ACME, Mich. — Americans will be buying between 16 million and 17 million new vehicles a year by 2015, according to one analyst who says the industry’s recovery is in its early stages.

Itay Michaeli, an analyst with Citi Investment Research, also said it’s not true that pent-up demand — buyers who must replace 15- to 20-year-old vehicles — is driving the recovery. He notes sales went up last year even though the U.S. fleet aged, meaning pent-up demand had “zero” impact on sales.

The Center for Automotive Research, sponsor of a conference this week at Grand Traverse Resort here, has a more conservative forecast: U.S. sales of only 15.4 million this year; 15.7 million next year and growing to 15.9 million for 2015 and 2016, said Sean McAlinden, chief economist for the Ann Arbor, Mich., research center.

R.L. Polk data released Tuesday shows the average age of all light vehicles on the road now stands at a record of 11.4 years, based on a review of more than 247 million U.S. car and light truck registrations earlier this year.

A main reason for caution: Job creation is modest at best.

“No matter how you look at it, this has been a subpar recovery,” said Mustafa Mohatarem, General Motors’ chief economist.

Economists speaking at the conference tried to bust a number of myths surrounding trends in the car market.

One of those myths is that young people don’t want to buy cars.

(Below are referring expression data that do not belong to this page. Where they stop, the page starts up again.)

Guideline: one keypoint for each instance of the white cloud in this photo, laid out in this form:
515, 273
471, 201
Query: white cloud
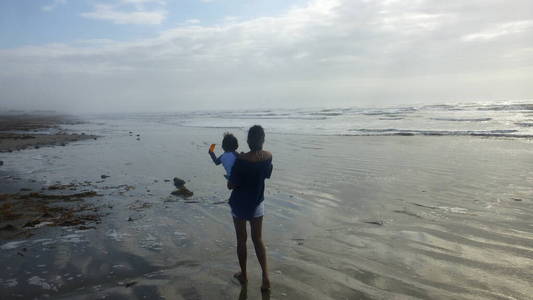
344, 51
53, 5
120, 13
500, 30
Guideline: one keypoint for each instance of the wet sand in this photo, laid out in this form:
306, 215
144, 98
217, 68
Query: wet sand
26, 131
346, 218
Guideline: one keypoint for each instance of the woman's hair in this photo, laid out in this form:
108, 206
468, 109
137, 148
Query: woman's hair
256, 138
229, 142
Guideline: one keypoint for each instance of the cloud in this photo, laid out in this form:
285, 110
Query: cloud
53, 5
500, 30
117, 13
337, 51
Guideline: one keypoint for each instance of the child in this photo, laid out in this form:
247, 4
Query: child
229, 145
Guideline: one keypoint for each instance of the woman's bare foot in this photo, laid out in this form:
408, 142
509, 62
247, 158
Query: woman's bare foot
265, 287
241, 278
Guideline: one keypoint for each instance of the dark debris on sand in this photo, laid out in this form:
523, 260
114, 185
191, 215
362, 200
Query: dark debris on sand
21, 212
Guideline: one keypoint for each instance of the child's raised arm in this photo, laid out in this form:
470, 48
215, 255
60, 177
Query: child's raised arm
214, 157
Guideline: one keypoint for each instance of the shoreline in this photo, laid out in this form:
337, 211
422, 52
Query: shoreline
369, 217
24, 131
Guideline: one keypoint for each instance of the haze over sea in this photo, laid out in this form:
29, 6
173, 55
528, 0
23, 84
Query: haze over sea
503, 119
406, 202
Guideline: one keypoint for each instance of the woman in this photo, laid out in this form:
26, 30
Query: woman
247, 182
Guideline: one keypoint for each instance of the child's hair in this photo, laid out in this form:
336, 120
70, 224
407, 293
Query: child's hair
229, 142
256, 138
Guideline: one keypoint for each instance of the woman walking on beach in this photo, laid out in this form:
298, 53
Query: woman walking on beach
247, 182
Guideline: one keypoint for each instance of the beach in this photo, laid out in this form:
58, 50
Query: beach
375, 216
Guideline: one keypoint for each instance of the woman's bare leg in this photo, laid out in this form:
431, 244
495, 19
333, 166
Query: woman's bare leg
240, 231
256, 225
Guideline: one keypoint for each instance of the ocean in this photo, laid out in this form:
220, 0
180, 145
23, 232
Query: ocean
406, 202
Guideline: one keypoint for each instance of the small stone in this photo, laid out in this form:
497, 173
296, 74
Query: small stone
178, 182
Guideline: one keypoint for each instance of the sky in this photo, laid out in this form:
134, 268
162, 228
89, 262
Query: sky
84, 56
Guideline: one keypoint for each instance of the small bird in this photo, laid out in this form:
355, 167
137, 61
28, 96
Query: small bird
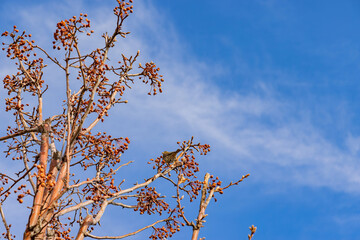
170, 157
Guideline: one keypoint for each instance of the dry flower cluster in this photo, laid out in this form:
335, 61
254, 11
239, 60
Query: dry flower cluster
66, 205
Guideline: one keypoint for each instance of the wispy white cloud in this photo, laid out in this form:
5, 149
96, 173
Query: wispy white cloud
256, 129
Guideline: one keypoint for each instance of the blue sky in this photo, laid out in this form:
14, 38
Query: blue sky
273, 86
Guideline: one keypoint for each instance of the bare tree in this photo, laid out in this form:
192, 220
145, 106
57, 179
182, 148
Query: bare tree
51, 150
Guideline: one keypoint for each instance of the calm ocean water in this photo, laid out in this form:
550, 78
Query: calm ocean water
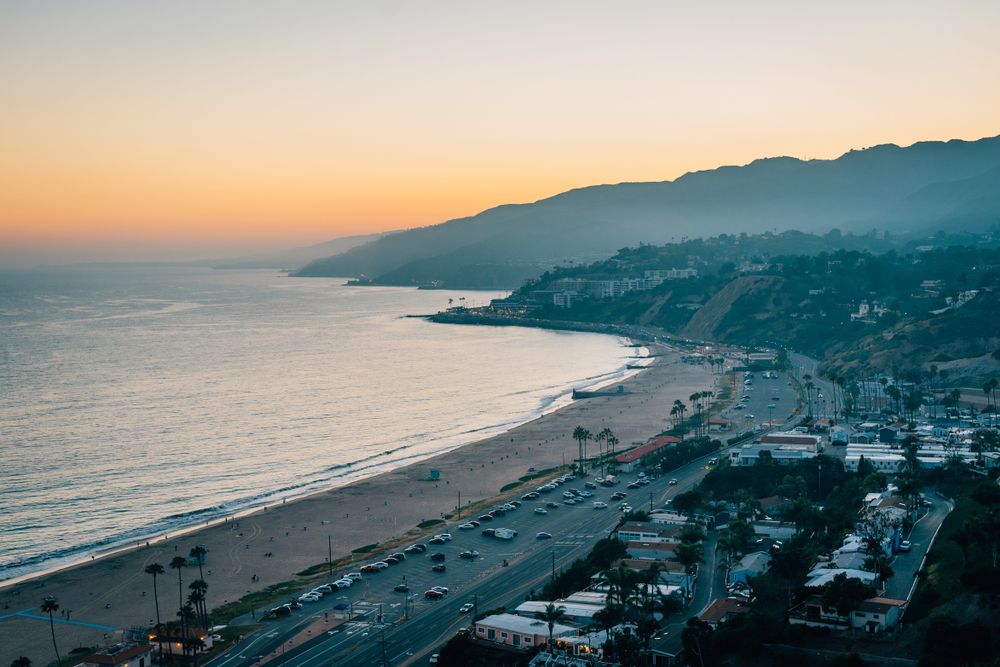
137, 400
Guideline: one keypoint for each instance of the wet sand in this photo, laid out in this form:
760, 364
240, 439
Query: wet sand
113, 591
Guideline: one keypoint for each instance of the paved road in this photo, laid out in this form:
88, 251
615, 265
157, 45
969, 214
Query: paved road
486, 580
905, 565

They want to but can’t afford them.

From 2001 to 2010, millennials — those born after 1980 — have seen a 44.2 percent decline in their net worth. Their income has fallen 6 percent and student loan balances grew 91 percent, said Anthony Pratt, director of forecasting for R.L. Polk.

Those under 30 also are getting driver’s licenses at a lower rate. Many young consumers also are discouraged by the high cost of owning a vehicle.

For those aged 16-19, insurance costs almost $3,000 or 15.5 percent of this group’s median wage. It drops to less than $2,000 or 8.3 percent for ages 20-24 and takes another significant drop at age 25.